Kazim was on the far side of the pit talking quietly to Merrick’s sibs. Kazim had asked Nevin if it was all right to record, and he said it was. It surprised Shima that he had agreed so easily, until she realised he wanted his cub to be remembered.
Shima thought Merrick’s sibs looked a lot like their mother
, but then so had Merrick. Inaki had her mother’s patterning on her flanks, and so did Rahuri. Merrick had that distinctive pattern too. Miamovi lacked the pattern entirely, but she had her mother’s ears. In fact, her head matched her mother’s in shape and feature, not just colouring. The younglings had their mother’s looks, no question, but their manner was all their father. They walked softly like him, spoke with gravity as he did, and Shima felt certain they would take after him in their opinions. At any other time, they would seem reserved, Shima felt sure, but with Merrick’s death, emotions ran high and close to the surface.
Shima froze for a moment when she saw it, but then continued her watch without a word to the others. It wouldn’t help anything to tell them that Merrick’s kah was standing there watching them. This wasn’t the first time she had seen one, and with the new war just starting, she doubted it would be her last. It would go to the Harmonies soon.
Shima had seen kah before, but she had never seen one do what this one did next. One moment it was standing near Kazim, the next it was a pace away and in Shima’s face trying to talk. It gestured urgently and tried to say... something. There was no sound of course, and the kah seemed frustrated by that. It walked by Shima looking back at her with a pleading look when she stared. It held out a paw to her, still with that pleading expression upon its immaterial face.

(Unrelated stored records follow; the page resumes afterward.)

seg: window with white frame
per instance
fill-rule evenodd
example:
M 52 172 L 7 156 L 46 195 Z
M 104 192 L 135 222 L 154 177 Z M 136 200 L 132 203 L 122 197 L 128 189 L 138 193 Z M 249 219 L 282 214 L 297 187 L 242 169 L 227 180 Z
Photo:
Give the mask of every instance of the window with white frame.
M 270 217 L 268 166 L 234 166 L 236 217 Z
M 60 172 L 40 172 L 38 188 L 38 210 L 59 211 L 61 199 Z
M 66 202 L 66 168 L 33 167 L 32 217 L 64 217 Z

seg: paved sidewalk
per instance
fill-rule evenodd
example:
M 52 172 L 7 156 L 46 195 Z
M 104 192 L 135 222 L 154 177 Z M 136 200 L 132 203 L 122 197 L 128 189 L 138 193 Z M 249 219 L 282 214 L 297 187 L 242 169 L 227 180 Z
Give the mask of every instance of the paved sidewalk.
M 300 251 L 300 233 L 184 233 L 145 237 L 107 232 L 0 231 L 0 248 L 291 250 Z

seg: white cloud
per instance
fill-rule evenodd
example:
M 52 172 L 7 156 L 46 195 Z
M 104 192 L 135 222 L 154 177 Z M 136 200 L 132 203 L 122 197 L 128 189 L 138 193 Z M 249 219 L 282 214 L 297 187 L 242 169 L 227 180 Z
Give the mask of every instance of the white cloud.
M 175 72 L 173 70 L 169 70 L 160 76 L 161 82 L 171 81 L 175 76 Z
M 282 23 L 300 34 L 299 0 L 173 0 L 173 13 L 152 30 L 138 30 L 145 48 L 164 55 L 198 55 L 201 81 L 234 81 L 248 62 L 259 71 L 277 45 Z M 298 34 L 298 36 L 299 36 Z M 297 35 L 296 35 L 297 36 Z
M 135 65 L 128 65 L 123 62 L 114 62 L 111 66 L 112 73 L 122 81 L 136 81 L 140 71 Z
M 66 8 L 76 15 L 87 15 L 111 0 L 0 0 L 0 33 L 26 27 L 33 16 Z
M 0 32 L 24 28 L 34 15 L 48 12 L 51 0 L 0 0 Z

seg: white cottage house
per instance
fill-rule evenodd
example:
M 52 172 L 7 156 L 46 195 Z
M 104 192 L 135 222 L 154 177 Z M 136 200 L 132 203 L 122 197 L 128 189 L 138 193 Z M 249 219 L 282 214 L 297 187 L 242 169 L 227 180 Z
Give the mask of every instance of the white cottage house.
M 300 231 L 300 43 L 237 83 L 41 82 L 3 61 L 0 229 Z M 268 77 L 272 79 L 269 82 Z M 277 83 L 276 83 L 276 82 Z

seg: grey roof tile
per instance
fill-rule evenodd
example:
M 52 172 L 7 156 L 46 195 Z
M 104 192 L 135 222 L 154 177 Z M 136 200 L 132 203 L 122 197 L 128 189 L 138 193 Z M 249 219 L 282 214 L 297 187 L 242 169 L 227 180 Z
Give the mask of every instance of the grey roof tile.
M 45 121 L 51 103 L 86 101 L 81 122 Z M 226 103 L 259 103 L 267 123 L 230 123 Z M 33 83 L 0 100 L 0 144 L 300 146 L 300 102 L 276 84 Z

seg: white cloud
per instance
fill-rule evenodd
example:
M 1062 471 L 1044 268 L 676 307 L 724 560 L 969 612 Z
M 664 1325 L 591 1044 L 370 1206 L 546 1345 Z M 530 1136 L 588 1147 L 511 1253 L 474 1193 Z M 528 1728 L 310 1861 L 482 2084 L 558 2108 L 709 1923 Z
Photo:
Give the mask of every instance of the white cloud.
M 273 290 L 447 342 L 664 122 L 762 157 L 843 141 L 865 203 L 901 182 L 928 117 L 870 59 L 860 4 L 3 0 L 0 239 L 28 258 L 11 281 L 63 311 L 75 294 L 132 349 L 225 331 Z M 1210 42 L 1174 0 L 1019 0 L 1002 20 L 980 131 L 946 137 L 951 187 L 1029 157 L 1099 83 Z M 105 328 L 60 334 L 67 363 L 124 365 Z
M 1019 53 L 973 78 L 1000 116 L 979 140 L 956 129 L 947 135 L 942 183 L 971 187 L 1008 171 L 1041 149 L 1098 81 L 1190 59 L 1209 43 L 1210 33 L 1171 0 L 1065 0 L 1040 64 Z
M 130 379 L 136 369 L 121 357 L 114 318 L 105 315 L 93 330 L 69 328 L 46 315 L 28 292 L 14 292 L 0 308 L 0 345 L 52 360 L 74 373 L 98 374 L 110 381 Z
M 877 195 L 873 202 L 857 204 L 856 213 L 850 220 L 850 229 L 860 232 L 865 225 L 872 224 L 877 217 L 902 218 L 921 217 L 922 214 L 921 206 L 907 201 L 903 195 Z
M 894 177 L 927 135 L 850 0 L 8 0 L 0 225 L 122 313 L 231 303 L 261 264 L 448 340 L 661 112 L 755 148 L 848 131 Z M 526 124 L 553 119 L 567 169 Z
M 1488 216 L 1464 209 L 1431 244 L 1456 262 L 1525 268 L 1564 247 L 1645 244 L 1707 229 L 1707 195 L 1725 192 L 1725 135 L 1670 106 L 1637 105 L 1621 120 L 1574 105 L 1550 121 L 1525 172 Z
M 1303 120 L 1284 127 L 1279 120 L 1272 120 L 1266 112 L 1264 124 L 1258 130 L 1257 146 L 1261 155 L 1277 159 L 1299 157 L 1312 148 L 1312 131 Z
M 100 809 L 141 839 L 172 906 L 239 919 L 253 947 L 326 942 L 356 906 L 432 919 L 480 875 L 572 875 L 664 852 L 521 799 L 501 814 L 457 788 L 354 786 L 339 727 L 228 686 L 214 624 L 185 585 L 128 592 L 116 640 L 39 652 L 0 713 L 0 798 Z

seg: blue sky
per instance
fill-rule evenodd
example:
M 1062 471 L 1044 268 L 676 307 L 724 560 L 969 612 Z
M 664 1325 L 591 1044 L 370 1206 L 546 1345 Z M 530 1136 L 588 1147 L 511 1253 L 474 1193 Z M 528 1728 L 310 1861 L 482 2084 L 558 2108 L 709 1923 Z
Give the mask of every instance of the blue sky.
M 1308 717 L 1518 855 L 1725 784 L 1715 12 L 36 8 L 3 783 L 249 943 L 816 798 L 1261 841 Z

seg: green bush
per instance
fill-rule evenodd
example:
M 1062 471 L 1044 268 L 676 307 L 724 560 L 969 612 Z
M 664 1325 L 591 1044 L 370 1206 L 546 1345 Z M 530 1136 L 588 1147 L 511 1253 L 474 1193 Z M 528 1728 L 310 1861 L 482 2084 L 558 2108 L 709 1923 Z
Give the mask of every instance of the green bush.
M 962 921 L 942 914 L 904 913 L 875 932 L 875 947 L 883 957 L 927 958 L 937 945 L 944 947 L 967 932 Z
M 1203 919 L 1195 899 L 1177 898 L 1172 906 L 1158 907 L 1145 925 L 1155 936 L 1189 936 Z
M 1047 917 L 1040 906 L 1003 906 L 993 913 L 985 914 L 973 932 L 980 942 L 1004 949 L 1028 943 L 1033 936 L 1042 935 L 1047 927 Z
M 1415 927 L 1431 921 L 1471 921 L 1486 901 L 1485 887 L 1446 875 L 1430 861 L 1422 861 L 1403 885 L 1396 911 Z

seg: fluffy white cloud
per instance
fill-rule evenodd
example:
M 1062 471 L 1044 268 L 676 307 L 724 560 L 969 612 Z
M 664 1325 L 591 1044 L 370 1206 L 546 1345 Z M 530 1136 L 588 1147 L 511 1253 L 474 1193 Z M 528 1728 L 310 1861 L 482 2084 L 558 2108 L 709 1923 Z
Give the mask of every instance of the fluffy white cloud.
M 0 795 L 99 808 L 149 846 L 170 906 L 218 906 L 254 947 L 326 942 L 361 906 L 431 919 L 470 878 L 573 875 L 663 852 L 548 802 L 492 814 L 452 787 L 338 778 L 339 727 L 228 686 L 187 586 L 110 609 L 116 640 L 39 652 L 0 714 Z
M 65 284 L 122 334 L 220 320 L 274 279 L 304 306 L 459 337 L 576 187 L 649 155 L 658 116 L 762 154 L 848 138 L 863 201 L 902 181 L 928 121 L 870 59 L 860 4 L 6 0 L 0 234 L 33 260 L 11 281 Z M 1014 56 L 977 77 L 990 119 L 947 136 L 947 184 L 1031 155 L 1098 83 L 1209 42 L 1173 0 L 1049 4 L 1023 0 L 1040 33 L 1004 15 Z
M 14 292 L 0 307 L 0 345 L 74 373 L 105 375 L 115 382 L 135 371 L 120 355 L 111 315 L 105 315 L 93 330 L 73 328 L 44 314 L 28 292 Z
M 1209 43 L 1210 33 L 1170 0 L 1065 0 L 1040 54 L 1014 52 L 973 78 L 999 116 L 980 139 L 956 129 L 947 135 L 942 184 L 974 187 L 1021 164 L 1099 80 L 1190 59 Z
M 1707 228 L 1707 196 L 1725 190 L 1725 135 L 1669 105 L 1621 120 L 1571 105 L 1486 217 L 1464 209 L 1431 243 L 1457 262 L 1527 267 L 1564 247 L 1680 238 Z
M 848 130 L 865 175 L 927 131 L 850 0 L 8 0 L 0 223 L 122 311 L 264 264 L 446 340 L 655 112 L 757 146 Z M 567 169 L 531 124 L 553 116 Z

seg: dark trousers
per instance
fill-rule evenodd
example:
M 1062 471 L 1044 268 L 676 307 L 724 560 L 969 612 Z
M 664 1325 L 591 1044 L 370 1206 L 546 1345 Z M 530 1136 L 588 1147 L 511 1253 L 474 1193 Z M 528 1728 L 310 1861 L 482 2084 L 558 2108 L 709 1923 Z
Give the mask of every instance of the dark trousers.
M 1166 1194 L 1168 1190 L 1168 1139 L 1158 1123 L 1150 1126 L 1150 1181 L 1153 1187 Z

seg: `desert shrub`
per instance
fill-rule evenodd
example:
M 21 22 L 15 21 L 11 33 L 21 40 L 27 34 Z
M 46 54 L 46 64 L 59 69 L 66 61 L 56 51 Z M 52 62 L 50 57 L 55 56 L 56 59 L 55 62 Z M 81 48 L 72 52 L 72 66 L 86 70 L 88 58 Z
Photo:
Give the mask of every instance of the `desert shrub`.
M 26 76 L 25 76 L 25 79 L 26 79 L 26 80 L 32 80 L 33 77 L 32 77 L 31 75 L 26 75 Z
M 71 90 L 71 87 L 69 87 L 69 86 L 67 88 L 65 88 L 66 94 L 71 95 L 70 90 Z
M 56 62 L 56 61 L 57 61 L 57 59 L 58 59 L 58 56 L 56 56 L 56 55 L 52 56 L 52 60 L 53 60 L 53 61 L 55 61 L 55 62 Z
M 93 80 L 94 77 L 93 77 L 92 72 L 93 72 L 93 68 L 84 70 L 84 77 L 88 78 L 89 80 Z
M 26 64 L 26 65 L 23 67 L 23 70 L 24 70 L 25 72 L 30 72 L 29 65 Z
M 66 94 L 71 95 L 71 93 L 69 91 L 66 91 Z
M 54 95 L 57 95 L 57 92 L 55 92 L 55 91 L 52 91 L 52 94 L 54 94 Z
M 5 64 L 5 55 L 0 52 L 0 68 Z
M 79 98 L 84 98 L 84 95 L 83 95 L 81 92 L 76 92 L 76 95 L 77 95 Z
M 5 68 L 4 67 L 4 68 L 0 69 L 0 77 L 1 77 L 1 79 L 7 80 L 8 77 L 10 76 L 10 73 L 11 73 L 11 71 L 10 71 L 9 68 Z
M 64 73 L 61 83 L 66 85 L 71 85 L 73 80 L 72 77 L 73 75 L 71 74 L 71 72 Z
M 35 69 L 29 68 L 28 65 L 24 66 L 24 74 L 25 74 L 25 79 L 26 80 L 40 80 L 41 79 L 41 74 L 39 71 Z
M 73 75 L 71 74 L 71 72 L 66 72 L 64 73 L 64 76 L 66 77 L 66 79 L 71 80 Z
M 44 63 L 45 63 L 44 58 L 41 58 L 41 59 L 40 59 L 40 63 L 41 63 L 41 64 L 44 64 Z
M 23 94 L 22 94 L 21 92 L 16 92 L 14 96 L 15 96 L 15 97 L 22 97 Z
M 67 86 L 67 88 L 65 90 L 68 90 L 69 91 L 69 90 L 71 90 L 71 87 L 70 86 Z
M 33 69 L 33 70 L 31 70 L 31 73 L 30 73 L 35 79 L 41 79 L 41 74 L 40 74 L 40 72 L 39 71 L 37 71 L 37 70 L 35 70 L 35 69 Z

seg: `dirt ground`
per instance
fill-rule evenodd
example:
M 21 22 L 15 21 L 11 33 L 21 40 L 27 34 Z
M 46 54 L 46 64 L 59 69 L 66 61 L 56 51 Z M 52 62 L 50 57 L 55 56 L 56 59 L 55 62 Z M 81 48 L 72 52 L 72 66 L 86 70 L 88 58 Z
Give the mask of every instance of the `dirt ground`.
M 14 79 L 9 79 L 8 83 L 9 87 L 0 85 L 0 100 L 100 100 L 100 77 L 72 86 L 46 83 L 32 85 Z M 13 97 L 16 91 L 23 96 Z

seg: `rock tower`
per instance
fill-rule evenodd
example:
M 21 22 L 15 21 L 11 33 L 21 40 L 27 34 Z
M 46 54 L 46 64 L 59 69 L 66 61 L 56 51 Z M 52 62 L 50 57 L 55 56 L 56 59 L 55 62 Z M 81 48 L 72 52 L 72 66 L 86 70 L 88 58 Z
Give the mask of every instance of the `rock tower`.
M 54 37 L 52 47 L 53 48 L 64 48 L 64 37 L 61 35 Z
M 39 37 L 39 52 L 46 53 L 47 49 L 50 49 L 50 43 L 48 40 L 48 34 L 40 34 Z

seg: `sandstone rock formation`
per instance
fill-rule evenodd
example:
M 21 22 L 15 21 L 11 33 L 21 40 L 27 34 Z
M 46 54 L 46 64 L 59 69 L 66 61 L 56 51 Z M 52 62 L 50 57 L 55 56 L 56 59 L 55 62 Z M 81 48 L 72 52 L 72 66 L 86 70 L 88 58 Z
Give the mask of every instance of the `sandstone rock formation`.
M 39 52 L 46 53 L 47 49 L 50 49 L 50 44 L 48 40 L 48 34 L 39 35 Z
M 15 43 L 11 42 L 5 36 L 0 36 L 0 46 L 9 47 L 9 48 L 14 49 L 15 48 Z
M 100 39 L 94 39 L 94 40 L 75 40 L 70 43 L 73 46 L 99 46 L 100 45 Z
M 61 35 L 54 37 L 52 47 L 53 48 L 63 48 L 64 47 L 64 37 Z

Shima was shocked motionless, her thoughts in chaos. Kah didn’t do this! They just didn’t! They weren’t people. This kah wasn’t the youngling she had met so briefly and failed to protect. It was... it was a memory of him, like one of Kazim’s films. That’s what she’d been taught when her father realised she was strong enough in the Harmonies to see them, and had invited his mate’s favourite sib to visit their home to teach her.
Only Tei were ever taught about kah because only Tei were strong enough in the Harmonies to see them, but she was a special case. Strong enough to be Tei, but flawed in herself and unwanted by the clan-that-is-not. Tei’Thrand had been kind to teach the scared youngling she had been, and had broken many an unwritten rule to do it. Such deep knowledge of kah and their link to the Harmonies was held exclusively by the clan-that-is-not.